In 2011, Secretary of Defense Robert Gates made an official trip to China that was a major milestone for the Obama administration’s outreach effort in Asia. It was a milestone for Beijing too, just not a diplomatic one. It ended up as a backdrop for China to show off its 21st-century military prowess with the People’s Liberation Army unveiling a new warplane designed to go head to head with America’s best fighters.
It is hard to upstage a visit from the Pentagon’s top official, but China succeeded because the demonstration tapped into the vein of American insecurity about the control of the Pacific Ocean.
As President Obama and Chinese president Xi Jinping get together this weekend in California for a much anticipated summit, the two men were expected to have a tough exchange over the future of another economically critical and formidable expanse of territory: cyberspace.
In confronting President Xi over Chinese hacking of defense targets, President Obama was no doubt prepared to use the moral high ground staked out by the U.S. His case was buttressed by recently leaked reports that laid bare the dozens of frontline American weapons programs and technologies penetrated by Chinese cyberspies.
Then came revelations this week in the Guardian and the Washington Post that revealed the extent of U.S. government surveillance of Internet activities around the world. From Skype calls to e-mails to texts, all is apparently fair game through what has been reportedly described as direct access to the servers of leading online service providers and technology giants such as Google and Microsoft, among others.
It is an unprecedented level of government monitoring that may even surprise, or regrettably impress, President Xi. It will certainly be familiar to him as Chinese citizens already live in a world where the wonderful spontaneity of electronic communication carries an undercurrent of potentially devastating liability.
For Americans it is a disappointing coda to a decade of wartime. America’s defense and intelligence bureaucracy, which began to drown in data during the 1990s, is so big that simply collecting more information is an operational and organizational goal in and of itself.
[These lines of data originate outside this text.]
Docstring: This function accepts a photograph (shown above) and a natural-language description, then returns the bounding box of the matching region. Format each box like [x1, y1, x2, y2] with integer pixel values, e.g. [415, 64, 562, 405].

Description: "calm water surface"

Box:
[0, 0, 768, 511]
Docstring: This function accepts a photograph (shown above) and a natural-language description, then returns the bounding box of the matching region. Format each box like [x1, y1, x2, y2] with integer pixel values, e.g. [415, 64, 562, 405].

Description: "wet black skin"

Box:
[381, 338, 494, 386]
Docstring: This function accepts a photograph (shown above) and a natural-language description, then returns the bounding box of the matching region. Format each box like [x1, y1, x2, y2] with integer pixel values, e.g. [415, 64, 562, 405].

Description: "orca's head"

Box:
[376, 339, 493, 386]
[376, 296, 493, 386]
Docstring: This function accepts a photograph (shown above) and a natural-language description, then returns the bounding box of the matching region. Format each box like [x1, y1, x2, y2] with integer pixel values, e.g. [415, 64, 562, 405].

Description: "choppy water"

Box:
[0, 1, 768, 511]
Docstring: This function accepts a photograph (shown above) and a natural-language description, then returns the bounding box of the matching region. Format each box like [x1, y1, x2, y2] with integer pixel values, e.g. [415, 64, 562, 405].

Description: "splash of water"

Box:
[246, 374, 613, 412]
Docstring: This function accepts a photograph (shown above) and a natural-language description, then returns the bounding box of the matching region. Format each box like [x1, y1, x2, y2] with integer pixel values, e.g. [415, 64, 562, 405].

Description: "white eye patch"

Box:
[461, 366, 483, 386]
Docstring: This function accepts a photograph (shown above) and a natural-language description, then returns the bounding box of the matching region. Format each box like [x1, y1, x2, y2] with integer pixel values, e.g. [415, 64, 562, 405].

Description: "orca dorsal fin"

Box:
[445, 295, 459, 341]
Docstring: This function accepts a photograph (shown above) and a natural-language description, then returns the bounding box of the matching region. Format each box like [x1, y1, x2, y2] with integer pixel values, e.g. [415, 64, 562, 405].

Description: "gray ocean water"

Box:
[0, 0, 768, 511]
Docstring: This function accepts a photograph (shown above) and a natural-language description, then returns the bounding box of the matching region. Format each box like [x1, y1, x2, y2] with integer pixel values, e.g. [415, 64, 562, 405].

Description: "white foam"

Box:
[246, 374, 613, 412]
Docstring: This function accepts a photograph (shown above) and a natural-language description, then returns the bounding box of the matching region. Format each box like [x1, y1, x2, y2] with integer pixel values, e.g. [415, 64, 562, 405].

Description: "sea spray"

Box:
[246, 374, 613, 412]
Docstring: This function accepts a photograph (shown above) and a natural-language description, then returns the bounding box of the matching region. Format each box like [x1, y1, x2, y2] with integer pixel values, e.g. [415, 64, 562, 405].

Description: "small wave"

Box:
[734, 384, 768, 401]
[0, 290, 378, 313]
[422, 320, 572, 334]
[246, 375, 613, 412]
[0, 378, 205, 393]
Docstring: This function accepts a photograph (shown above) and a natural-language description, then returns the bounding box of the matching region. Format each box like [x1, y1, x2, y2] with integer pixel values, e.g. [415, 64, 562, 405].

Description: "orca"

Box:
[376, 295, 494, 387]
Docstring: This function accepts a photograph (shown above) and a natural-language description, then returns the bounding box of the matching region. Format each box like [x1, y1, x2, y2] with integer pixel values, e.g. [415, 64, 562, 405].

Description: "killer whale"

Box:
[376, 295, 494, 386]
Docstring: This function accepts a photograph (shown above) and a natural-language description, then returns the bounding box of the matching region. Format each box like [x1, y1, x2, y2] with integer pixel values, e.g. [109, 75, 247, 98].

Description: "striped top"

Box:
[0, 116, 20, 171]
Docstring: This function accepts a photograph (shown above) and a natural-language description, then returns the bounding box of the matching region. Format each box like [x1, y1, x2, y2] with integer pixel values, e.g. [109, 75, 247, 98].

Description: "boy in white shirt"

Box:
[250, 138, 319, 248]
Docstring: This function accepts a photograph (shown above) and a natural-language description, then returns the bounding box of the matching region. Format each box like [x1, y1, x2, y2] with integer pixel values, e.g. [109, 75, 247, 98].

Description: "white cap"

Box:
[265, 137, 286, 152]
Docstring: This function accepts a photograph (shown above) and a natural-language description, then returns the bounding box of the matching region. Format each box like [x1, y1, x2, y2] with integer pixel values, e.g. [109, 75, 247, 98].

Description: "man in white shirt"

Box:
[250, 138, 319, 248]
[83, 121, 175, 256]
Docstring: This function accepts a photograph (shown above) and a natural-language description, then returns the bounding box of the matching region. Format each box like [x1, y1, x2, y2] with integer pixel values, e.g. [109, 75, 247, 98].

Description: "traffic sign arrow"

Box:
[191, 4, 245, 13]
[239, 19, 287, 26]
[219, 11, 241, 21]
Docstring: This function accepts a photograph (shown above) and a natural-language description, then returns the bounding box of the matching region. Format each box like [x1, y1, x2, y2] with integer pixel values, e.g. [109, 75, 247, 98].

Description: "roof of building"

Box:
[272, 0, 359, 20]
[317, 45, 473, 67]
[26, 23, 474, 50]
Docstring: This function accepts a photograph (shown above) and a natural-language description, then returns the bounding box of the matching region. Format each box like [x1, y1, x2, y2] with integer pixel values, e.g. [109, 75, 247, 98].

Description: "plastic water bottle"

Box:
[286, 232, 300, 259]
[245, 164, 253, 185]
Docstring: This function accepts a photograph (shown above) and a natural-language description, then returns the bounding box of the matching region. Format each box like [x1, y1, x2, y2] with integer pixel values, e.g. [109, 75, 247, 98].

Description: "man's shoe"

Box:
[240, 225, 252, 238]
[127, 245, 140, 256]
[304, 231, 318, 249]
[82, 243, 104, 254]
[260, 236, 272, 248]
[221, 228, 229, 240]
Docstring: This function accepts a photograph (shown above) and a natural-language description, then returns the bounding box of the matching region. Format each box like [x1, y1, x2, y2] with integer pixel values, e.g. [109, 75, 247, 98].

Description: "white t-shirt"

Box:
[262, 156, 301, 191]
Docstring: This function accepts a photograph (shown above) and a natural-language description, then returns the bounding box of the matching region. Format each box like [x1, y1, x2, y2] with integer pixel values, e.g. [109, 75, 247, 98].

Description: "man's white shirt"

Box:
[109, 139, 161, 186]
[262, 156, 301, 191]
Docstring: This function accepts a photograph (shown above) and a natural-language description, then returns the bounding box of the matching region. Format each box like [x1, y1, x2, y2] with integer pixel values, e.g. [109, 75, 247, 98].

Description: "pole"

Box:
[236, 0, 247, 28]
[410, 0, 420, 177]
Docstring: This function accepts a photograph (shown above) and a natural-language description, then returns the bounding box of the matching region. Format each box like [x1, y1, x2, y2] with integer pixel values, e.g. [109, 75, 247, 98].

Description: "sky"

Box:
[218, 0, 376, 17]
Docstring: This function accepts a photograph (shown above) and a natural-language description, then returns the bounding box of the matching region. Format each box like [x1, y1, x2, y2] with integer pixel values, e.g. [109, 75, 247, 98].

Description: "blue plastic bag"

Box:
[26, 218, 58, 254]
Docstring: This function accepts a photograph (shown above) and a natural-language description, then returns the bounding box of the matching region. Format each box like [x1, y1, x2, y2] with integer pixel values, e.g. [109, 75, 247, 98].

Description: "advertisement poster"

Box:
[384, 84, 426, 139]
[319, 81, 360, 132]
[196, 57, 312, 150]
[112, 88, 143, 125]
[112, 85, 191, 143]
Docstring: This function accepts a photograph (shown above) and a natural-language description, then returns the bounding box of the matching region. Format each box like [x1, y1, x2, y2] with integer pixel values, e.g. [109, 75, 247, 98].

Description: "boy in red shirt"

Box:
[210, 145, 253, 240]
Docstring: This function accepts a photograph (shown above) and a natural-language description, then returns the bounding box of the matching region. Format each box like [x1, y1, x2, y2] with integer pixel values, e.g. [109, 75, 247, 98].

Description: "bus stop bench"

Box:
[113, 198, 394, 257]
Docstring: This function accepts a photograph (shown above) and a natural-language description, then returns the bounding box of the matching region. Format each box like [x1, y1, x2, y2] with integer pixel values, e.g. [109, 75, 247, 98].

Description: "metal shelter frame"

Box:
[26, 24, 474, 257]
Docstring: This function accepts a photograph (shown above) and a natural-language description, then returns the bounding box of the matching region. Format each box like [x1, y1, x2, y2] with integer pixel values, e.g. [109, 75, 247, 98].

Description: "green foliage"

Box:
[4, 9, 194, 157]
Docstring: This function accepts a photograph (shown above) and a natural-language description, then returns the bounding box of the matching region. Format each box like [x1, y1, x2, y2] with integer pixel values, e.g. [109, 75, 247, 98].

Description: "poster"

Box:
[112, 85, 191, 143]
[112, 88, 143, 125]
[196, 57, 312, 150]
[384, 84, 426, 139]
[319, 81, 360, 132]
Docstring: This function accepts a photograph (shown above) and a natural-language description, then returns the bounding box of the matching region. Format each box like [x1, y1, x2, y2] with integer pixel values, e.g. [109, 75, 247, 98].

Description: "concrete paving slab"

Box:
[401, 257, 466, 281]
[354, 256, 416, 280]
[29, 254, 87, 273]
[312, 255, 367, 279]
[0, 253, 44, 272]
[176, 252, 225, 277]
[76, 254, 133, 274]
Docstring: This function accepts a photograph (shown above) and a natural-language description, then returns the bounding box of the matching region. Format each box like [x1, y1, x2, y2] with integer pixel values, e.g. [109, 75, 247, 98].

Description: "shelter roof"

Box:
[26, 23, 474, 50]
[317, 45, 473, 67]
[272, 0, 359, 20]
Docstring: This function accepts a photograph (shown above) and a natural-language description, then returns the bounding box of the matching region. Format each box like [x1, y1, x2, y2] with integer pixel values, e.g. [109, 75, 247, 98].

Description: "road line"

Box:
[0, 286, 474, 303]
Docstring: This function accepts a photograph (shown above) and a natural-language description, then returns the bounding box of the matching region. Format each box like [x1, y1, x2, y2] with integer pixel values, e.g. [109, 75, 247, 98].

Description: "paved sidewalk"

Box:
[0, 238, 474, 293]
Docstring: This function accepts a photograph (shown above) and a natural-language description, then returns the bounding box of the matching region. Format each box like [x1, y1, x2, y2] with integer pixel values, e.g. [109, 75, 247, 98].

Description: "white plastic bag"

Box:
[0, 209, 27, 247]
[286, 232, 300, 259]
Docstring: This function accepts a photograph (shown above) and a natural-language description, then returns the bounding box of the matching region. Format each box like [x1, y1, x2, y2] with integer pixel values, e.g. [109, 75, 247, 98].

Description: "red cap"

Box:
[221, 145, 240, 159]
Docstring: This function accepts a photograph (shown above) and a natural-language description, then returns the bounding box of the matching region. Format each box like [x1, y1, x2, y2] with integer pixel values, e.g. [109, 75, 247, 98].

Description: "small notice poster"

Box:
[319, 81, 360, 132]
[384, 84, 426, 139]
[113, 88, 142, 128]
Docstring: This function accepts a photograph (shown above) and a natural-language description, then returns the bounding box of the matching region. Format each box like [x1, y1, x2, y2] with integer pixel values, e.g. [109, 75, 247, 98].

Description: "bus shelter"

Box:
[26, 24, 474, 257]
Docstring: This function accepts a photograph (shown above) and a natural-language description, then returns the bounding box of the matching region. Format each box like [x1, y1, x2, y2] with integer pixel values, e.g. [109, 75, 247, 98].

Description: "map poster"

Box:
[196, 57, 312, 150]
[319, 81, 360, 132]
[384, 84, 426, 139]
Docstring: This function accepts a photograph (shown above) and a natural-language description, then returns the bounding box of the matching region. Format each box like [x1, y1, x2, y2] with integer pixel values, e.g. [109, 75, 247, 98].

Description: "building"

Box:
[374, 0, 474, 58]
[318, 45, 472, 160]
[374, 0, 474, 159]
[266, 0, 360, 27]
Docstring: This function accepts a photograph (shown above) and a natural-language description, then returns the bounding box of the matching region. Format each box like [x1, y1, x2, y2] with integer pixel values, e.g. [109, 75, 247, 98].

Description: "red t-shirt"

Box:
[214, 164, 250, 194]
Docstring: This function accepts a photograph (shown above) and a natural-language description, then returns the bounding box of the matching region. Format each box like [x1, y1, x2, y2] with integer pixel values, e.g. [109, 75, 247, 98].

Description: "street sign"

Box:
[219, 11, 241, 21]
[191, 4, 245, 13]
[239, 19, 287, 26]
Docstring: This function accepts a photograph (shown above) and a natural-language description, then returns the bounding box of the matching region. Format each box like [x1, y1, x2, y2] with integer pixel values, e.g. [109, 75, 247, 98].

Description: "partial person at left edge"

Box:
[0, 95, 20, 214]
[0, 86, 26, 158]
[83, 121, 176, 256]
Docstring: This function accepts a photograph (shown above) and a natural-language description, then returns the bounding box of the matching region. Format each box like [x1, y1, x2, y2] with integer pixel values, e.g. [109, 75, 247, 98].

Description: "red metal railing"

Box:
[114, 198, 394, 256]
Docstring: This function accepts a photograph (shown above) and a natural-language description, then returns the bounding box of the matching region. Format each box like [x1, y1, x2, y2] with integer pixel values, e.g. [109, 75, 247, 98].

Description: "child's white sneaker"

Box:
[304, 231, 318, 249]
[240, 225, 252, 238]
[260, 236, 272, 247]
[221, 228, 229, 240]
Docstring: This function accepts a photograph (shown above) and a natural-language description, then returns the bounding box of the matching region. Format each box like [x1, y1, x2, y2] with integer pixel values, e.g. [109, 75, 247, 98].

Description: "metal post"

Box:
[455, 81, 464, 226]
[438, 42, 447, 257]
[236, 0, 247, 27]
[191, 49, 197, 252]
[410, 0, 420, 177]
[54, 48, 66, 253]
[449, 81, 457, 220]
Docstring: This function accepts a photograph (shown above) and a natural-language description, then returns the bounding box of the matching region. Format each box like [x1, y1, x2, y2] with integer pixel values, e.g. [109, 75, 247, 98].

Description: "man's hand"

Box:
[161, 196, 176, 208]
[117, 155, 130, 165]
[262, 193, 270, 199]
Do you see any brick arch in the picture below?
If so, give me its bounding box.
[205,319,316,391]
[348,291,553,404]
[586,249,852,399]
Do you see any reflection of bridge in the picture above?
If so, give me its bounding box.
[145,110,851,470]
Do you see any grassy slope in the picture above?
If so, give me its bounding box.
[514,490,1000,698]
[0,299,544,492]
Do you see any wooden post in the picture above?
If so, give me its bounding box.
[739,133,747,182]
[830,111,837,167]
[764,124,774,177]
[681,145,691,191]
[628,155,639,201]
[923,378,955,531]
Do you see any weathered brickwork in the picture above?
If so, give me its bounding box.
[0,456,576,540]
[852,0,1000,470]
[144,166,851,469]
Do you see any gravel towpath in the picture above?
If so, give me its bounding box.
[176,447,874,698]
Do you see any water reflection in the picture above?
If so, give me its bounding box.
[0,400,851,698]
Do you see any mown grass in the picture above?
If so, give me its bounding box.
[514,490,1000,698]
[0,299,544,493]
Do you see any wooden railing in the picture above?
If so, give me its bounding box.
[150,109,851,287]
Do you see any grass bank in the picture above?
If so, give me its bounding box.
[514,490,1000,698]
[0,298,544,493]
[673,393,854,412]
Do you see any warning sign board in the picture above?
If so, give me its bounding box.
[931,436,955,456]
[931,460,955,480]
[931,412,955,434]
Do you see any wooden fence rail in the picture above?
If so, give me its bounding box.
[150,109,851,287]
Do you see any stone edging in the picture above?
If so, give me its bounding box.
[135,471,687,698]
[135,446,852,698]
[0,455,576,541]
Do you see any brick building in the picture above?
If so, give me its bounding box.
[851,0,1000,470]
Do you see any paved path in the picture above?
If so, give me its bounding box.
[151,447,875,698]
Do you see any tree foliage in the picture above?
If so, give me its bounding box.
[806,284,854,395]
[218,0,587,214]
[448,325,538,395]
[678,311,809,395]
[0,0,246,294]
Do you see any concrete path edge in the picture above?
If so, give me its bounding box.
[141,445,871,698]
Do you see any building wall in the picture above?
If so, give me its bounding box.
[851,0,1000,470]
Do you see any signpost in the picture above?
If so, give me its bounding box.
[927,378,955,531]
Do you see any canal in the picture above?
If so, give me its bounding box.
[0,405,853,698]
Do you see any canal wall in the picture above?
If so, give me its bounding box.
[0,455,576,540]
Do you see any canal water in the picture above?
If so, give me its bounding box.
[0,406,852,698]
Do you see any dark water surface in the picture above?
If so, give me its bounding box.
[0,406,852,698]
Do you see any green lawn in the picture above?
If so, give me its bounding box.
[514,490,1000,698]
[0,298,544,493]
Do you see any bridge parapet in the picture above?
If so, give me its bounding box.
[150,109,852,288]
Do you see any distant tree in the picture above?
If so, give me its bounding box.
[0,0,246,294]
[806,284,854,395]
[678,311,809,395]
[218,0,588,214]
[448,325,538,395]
If there is anything positive to glean from this revelation, it is that it offers President Obama queasy common ground with President Xi. China’s extensive domestic surveillance and Internet monitoring is a frequent friction point over how it treats its citizens
Beijing’s belief in a stable and secure China is so strong that it will go to any length to keep the nation prosperous and intact. This goal is not unreasonable for a world power. How it is achieved is what differentiates a repressive society from a free one. That is evident in China’s domestic surveillance efforts, which it does not try to veil from anyone.
It is also visible in its abiding hunger to create a superpower’s military capable of the high-tech warfare the U.S. has practiced for more than twenty years. By any means necessary China will get there and stealing secrets is a quick way to fill in technological gaps. China is shifting from leaning on Russian weapons imports to producing its own systems, as the J-20 has shown.
So far a carrot-and-stick approach over critical national security issues such as Internet freedom or cybersecurity has not worked to get China’s leaders to hew to the rules America wants followed. On one hand, Washington decries China’s cyberspying on the Pentagon and threatens unspecific consequences. At the same time, the U.S. military seeks friendlier terms with the PLA and senior officials go out of their way to sell the idea that Air-Sea Battle Doctrine is not aimed at China. All the while, China continues to ignore international law and play fast and loose with the developed norms of Internet security, no matter what the White House has said.
Whether this conclave is successful in getting China’s top leadership to change depends on Washington doing a better job of seeing Beijing’s ambitions from a Chinese perspective. Perhaps it will be a success after all. The past week’s revelations may not overshadow President Xi’s historic visit. But they ought to give President Obama some needed perspective on Beijing’s worldview.